After joining the UW School of Public Health’s Department of Epidemiology, she worked with Professor Janet Baseman on the Student Epidemic Action Leaders (SEAL) Team, where she gained applied epidemiology experience through field assignments at the state and local health departments.  


She also worked with Epidemiology Professor Ali Rowhani-Rahbar on firearm injury prevention, which led to one of the largest analyses ever conducted on lethal means assessment — or understanding someone’s access to items that could cause harm, such as medication or firearms. While studying lethal means assessment at one of the busiest urban medical centers in the Pacific Northwest, Massey and the research team found under-documentation of these assessments in the patient charts they were reviewing. This pattern turned out to be part of an emerging national trend in a variety of settings across the United States.
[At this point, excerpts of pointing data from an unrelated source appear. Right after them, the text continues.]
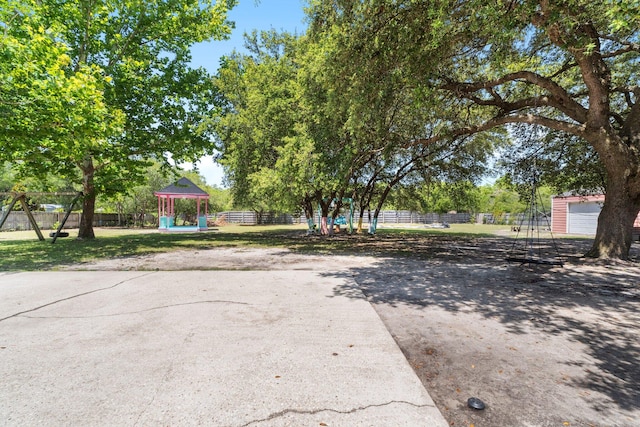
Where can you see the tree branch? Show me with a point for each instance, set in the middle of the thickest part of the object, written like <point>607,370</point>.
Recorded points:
<point>557,96</point>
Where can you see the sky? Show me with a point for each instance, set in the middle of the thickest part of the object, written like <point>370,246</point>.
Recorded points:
<point>281,15</point>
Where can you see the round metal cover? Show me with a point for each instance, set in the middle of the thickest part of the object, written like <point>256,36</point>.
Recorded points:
<point>475,403</point>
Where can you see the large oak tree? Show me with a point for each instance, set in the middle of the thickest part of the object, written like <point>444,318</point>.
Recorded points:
<point>570,66</point>
<point>116,89</point>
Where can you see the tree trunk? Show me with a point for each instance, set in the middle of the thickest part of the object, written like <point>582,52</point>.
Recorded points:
<point>89,200</point>
<point>615,222</point>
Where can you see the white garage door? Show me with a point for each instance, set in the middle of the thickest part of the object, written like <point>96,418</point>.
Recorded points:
<point>583,217</point>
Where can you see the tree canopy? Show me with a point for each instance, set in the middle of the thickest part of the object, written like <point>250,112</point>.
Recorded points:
<point>91,89</point>
<point>569,67</point>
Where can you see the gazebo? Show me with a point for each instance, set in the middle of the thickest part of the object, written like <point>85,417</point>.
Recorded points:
<point>183,189</point>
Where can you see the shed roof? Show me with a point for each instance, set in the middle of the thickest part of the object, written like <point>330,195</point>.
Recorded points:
<point>183,188</point>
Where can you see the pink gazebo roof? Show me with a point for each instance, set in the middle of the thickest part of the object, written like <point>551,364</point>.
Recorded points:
<point>183,188</point>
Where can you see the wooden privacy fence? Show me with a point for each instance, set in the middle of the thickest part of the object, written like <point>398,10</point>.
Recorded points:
<point>17,220</point>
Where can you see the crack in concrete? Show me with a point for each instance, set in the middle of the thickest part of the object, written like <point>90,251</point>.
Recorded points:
<point>72,297</point>
<point>317,411</point>
<point>126,313</point>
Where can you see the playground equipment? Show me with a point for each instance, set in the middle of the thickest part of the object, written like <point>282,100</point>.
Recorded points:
<point>22,198</point>
<point>330,222</point>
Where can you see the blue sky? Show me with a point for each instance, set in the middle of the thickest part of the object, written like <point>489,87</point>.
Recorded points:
<point>281,15</point>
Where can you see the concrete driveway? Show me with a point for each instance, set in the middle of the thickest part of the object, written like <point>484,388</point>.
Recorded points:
<point>219,348</point>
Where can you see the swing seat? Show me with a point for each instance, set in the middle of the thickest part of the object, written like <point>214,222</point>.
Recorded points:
<point>59,235</point>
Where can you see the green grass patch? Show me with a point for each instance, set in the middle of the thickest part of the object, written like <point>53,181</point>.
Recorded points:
<point>21,251</point>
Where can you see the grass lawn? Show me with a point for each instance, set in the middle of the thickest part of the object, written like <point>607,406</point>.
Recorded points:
<point>21,250</point>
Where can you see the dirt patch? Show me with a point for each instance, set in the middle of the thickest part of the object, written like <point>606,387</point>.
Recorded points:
<point>540,345</point>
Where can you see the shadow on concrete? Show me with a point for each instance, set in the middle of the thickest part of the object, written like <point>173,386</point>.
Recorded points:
<point>456,277</point>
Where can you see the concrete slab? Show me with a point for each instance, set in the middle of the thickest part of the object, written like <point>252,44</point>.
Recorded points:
<point>221,348</point>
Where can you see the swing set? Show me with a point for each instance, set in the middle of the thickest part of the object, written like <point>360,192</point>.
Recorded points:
<point>530,248</point>
<point>22,198</point>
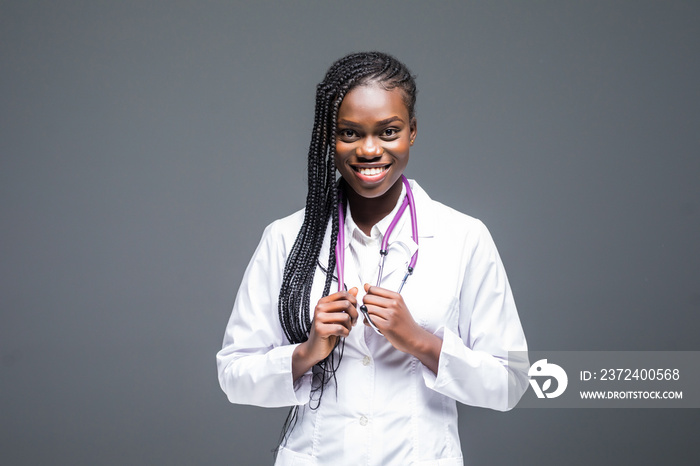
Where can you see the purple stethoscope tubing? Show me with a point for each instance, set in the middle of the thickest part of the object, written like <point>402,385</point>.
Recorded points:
<point>409,202</point>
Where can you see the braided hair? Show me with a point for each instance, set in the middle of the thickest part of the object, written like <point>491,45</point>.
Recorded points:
<point>294,305</point>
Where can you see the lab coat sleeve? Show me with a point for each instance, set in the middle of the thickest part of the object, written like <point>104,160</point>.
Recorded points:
<point>255,362</point>
<point>475,366</point>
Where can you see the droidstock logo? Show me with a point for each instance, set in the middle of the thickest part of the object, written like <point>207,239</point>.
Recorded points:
<point>546,372</point>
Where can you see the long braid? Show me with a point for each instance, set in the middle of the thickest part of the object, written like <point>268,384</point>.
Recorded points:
<point>294,306</point>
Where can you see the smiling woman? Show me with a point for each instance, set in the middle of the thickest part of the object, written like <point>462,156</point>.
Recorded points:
<point>444,337</point>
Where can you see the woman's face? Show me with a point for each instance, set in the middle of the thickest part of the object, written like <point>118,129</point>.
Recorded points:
<point>374,134</point>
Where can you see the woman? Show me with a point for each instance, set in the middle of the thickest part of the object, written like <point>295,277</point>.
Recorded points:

Their research led to the clinic adopting new practices to collect this data, which is critical for suicide prevention on both the individual and population level. 

Being able to work on research that had an immediate impact on her community motivated Massey to pursue her doctorate degree next and focus on another important health crisis of our time: suicide prevention. 

At Seafair festival events, Massey had many interactions with members of the military, where her research on suicide prevention would often come up, and evolve into vulnerable discussions.  

Through these conversations, Massey was reminded of the importance of relationships when it comes to understanding complex topics like suicide prevention. She was very moved by these discussions and continues to develop relationships, and in some cases friendships, with those she met in the US Coast Guard, US Navy, and Royal Canadian Navy during her time as Miss Seafair. 

“The stories that people shared and the way that they opened up about the things I work on was really powerful, in ways that have actually made me start rethinking what I might want to do when I graduate,” Massey said. 

While Massey doesn’t know exactly where her epidemiology career will take her, she says the tools she has learned as an epidemiologist will be useful for whatever new and emerging public health crises comes along. A child at the Seafair festival summarized it well, as they watched Massey drive by in her glittering seahorse tiara during the parade. 

“You can be a scientist and a princess?!” the child asked. 

“You can be anything you want to be,” a fellow onlooker said.